2015年 07月 21日
Gammalgrass - 「オフィス」 ライヴ・ヴィデオ |
数日前のBlog 記事でヨーロッパのライヴ音楽(リスニング)環境について書いた。
ここに、もう一つ、ヨーロッパのライヴ音楽のあり方を端的に表すとともに、大変楽しく、かつライヴ音楽の根源、ひいては音楽の真髄に迫るヴィデオをご紹介する。 photo: Fred-Olav Vatne/NRK
ノルウェーのバンド Gammalgrass による「オフィス・ライヴ」だ。メンバーは以下のとおり。
Ola Kvernberg - ヴァイオリン
Stian Carstensen - バンジョー、アコーデオン
Ole Morten Vågan - ダブルベース
2012 年 10/23、ノルウェーの国営放送とノルウェー音楽インフォメーション・センター(略称 MIC - 現在はMusic Norway に改組)の共同制作による。Gammalgrass がオスロ近郊にある Eidsvoll 市(バンドメンバーの Stian Carstensen が市民)の市庁舎オフィス内でライヴ演奏する様子を撮影したものだ。

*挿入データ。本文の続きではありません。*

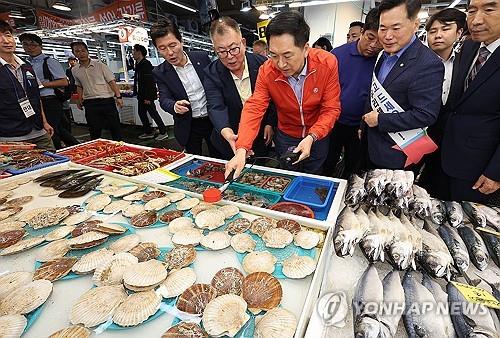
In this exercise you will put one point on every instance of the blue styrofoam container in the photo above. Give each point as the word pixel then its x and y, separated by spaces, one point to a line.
pixel 302 190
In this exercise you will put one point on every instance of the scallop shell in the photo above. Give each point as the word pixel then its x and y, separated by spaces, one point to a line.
pixel 89 262
pixel 176 196
pixel 276 323
pixel 259 261
pixel 87 240
pixel 261 291
pixel 77 218
pixel 169 216
pixel 11 237
pixel 26 298
pixel 210 219
pixel 55 249
pixel 187 237
pixel 260 225
pixel 137 308
pixel 229 210
pixel 306 239
pixel 59 233
pixel 12 280
pixel 290 225
pixel 12 325
pixel 76 331
pixel 124 191
pixel 242 243
pixel 277 238
pixel 195 298
pixel 177 282
pixel 22 245
pixel 225 315
pixel 152 195
pixel 97 305
pixel 297 266
pixel 111 272
pixel 144 219
pixel 238 226
pixel 133 210
pixel 228 280
pixel 136 196
pixel 145 251
pixel 125 243
pixel 157 204
pixel 55 269
pixel 97 202
pixel 180 257
pixel 146 274
pixel 202 206
pixel 116 206
pixel 185 330
pixel 187 203
pixel 216 240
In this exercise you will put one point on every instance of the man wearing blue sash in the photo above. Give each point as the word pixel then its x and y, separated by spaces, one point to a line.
pixel 405 96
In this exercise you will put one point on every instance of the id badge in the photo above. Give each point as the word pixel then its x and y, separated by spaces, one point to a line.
pixel 26 107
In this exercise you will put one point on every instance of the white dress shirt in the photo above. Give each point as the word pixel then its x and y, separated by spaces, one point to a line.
pixel 194 89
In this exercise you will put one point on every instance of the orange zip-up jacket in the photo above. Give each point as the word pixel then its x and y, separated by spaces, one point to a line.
pixel 320 100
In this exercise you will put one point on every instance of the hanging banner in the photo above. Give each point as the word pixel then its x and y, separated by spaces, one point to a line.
pixel 111 12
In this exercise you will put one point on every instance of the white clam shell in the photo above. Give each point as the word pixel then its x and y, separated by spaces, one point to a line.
pixel 258 261
pixel 210 219
pixel 298 266
pixel 277 238
pixel 137 308
pixel 187 237
pixel 216 240
pixel 306 239
pixel 276 323
pixel 243 243
pixel 177 282
pixel 225 315
pixel 89 262
pixel 97 305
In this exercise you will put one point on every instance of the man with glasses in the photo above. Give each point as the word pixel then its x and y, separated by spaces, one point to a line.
pixel 179 80
pixel 229 82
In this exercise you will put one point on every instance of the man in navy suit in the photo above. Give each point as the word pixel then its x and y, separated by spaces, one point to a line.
pixel 229 82
pixel 411 74
pixel 179 79
pixel 471 141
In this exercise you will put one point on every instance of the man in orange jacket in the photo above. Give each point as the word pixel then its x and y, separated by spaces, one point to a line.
pixel 303 83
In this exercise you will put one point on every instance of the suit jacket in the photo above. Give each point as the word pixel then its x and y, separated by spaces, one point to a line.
pixel 144 83
pixel 172 90
pixel 471 140
pixel 415 83
pixel 225 106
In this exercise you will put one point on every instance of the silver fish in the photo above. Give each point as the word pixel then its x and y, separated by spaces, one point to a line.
pixel 456 246
pixel 454 212
pixel 478 252
pixel 420 317
pixel 368 291
pixel 394 304
pixel 441 298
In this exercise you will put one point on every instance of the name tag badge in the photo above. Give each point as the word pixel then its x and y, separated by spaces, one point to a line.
pixel 26 107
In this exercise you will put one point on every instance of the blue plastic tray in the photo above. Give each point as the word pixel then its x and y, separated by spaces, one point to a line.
pixel 58 159
pixel 302 190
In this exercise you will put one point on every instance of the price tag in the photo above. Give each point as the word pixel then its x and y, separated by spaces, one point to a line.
pixel 26 107
pixel 477 295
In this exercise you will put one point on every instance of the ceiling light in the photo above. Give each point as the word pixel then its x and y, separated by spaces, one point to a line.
pixel 175 3
pixel 61 5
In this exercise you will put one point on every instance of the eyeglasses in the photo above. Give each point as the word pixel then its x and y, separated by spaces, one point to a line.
pixel 225 53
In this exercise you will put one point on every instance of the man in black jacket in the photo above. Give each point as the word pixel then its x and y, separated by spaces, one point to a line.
pixel 145 89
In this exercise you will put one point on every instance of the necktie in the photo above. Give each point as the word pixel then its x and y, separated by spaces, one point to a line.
pixel 481 59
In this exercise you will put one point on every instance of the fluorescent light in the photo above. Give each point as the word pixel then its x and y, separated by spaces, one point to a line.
pixel 175 3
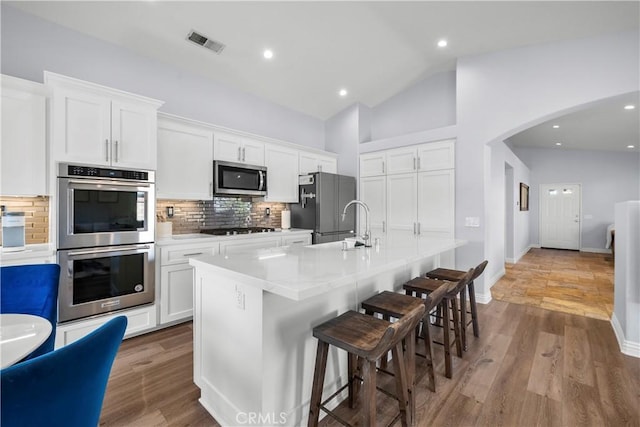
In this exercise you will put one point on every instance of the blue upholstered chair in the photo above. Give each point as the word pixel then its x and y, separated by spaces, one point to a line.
pixel 32 289
pixel 65 387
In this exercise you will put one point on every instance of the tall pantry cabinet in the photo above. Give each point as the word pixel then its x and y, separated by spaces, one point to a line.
pixel 410 191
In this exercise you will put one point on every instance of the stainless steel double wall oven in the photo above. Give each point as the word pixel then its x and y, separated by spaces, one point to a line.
pixel 106 219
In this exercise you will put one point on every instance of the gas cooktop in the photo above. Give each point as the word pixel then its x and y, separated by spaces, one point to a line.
pixel 236 230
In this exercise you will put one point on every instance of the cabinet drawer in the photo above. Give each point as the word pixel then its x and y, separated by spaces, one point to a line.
pixel 181 254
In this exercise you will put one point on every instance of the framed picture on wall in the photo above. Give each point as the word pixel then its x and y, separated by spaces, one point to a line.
pixel 524 197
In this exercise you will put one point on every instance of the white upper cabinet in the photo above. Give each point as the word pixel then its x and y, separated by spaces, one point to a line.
pixel 237 148
pixel 282 174
pixel 185 160
pixel 23 145
pixel 312 162
pixel 97 125
pixel 401 160
pixel 436 156
pixel 373 164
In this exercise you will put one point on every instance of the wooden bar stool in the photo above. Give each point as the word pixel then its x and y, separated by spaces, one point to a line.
pixel 456 276
pixel 448 306
pixel 394 305
pixel 367 339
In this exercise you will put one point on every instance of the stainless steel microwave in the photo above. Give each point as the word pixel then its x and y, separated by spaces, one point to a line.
pixel 238 179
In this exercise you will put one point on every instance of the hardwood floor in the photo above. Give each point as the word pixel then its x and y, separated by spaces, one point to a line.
pixel 530 367
pixel 567 281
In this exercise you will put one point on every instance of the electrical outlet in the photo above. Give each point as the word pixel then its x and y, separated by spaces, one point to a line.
pixel 240 298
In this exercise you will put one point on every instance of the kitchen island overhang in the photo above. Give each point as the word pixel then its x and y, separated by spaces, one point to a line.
pixel 254 313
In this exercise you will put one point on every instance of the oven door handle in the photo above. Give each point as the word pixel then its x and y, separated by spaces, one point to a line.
pixel 110 249
pixel 110 182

ライヴ音楽に寛大で場所提供などについて大変フレキシブルなヨーロッパでも、通常のオフィス内でのライヴというのは珍しい。そこに敢えて挑戦し、ネットでプロモーション用に拡散する手段にしていこうというのが冴えている (数年前、MIC は自らのオフィスを使って一連の「オフィス・ライヴ」を開催していた)。

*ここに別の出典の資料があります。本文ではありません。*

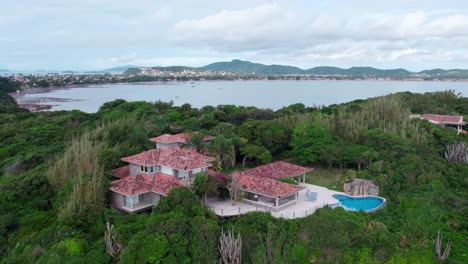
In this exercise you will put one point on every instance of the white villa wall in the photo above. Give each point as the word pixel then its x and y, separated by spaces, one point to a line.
pixel 166 170
pixel 135 169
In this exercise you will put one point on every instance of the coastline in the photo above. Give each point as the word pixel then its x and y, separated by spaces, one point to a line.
pixel 38 103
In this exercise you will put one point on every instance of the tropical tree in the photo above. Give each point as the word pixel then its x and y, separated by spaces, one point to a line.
pixel 259 153
pixel 203 186
pixel 308 140
pixel 224 150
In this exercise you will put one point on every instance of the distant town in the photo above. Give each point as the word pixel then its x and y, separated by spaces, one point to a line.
pixel 234 70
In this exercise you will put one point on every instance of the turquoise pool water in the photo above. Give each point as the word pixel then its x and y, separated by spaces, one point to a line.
pixel 367 204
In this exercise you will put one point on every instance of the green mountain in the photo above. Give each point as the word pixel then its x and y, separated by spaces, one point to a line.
pixel 247 67
pixel 250 67
pixel 173 68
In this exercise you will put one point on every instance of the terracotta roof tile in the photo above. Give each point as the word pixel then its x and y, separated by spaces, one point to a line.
pixel 278 169
pixel 264 185
pixel 121 172
pixel 177 138
pixel 218 175
pixel 142 183
pixel 442 118
pixel 181 159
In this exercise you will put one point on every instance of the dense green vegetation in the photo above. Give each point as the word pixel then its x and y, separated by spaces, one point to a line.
pixel 54 179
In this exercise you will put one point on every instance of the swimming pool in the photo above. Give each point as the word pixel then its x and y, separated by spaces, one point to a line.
pixel 367 204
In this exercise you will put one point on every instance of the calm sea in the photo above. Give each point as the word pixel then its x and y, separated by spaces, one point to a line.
pixel 262 94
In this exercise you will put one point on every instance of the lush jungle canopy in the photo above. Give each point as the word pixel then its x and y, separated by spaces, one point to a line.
pixel 54 179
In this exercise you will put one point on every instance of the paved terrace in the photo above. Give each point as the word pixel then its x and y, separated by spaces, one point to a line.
pixel 302 208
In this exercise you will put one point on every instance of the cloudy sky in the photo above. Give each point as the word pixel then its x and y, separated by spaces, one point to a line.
pixel 97 34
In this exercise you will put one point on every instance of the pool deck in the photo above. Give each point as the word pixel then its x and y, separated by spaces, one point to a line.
pixel 302 208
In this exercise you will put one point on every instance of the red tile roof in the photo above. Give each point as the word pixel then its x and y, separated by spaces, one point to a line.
pixel 442 118
pixel 264 185
pixel 180 159
pixel 177 138
pixel 218 175
pixel 142 183
pixel 121 172
pixel 276 170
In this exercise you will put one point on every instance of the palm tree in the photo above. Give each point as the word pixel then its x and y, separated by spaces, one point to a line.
pixel 223 149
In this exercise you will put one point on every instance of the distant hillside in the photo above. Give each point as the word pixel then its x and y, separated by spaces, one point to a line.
pixel 120 69
pixel 250 67
pixel 240 66
pixel 173 68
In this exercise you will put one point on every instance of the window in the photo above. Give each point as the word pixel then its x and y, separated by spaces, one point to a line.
pixel 131 200
pixel 183 174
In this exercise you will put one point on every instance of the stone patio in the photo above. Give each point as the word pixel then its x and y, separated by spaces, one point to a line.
pixel 302 208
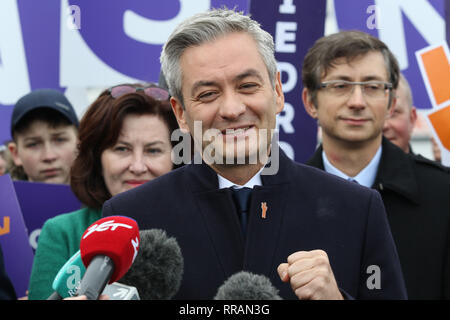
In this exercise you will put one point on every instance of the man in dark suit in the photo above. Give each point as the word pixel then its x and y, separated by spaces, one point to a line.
pixel 313 235
pixel 349 81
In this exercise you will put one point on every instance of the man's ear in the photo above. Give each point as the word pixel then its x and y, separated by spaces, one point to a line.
pixel 13 150
pixel 180 114
pixel 392 106
pixel 310 108
pixel 279 99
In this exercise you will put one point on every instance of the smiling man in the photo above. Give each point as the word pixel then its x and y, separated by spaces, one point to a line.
pixel 350 79
pixel 313 235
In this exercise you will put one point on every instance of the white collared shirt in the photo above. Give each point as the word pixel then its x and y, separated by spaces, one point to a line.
pixel 254 181
pixel 366 177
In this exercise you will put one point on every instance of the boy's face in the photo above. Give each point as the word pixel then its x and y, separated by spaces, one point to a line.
pixel 45 153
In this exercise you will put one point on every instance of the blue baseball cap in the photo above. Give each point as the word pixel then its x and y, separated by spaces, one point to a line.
pixel 43 98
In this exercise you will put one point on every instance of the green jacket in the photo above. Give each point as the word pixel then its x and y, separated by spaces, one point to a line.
pixel 59 240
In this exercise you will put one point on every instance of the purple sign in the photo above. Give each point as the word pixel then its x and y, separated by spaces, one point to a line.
pixel 42 201
pixel 295 27
pixel 405 26
pixel 5 124
pixel 73 44
pixel 128 35
pixel 17 252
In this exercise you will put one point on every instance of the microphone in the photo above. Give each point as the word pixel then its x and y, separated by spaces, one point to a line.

このライヴは見ていて実に楽しい。真の音楽にジャンルはいらないということが伝わってくる。音楽とはこういうものだということを見事にとらえている。聴く方はできるだけ「気軽」に、「構えない」で、でも大いなる敬意をもってアーティストを迎え、聴くことに集中する。アーティストは「全身全霊」で演奏するが、やたらに「ひけらかさない」で「真摯」に「音楽のためのメディア(伝道者)を務め」る。
たった三人での演奏だが、大迫力だ。Real & True ではジャンルは一切問わず、ホンモノの音楽を紹介することを使命としているが、こういうライヴはまさに目指すところだ。

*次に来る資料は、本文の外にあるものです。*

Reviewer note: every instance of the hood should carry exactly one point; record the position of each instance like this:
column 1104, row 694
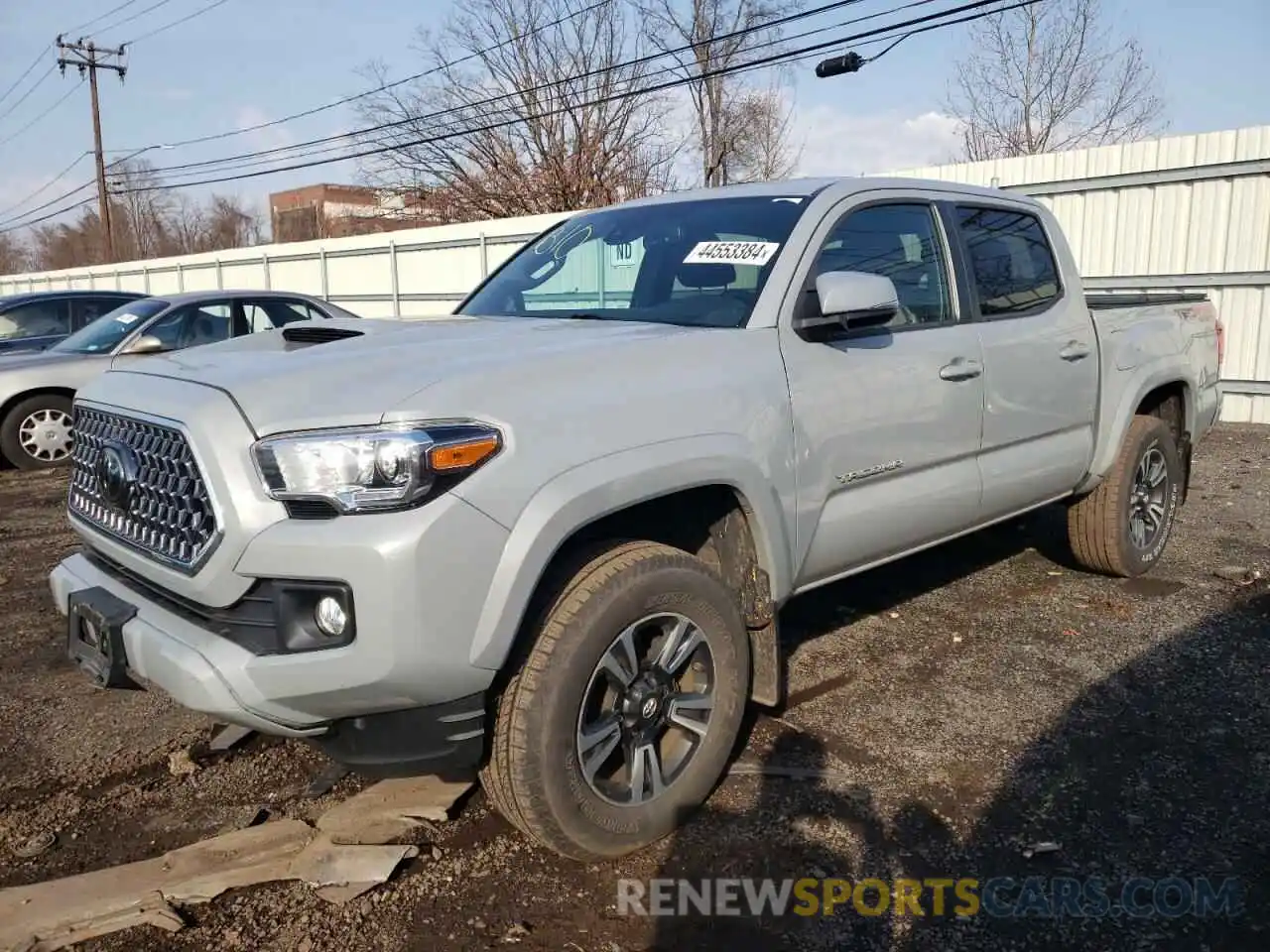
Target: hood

彼らが演奏しているのはブルーグラス音楽とそれを最大限に応用したジャンル分け不可能な音楽だ。ブルーグラス音楽(Bluegrass music)は、Wikepedia の定義によれば、「アメリカのアパラチア南部に入植したスコッチ・アイリッシュ(現在の北アイルランド、アルスター地方にスコットランドから移住した人たち)の伝承音楽をベースにして1945年末、ビル・モンローのブルー・グラス・ボーイズにアール・スクラッグスが加わってから後に発展したアコースティック音楽のジャンル」ということになるが、それがノルウェーの第一級ミュージシャン達の手にかかると、このように変身する。
収録されている曲は以下のとおり。
"Sally Goodin" - ブルーグラスの伝統曲。高速。
"Basket Case" - アメリカのロックバンドGreen Dayの曲
クラシックの名曲やバンジョーのチューニング自体を挿入したりしてユーモアたっぷり。
"Méditation" - 作曲家 Jules Messenat のクラシック名曲
Jules Messenat の曲をアレンジしている。オペラ "Thaïs" のシンフォニー・インターメッツォでヴァイオリンのソロとオーケストラのために書かれている。1894年、パリでプレミアされた。Gammalgrass のアレンジは原曲の精神を良くとらえていると思う。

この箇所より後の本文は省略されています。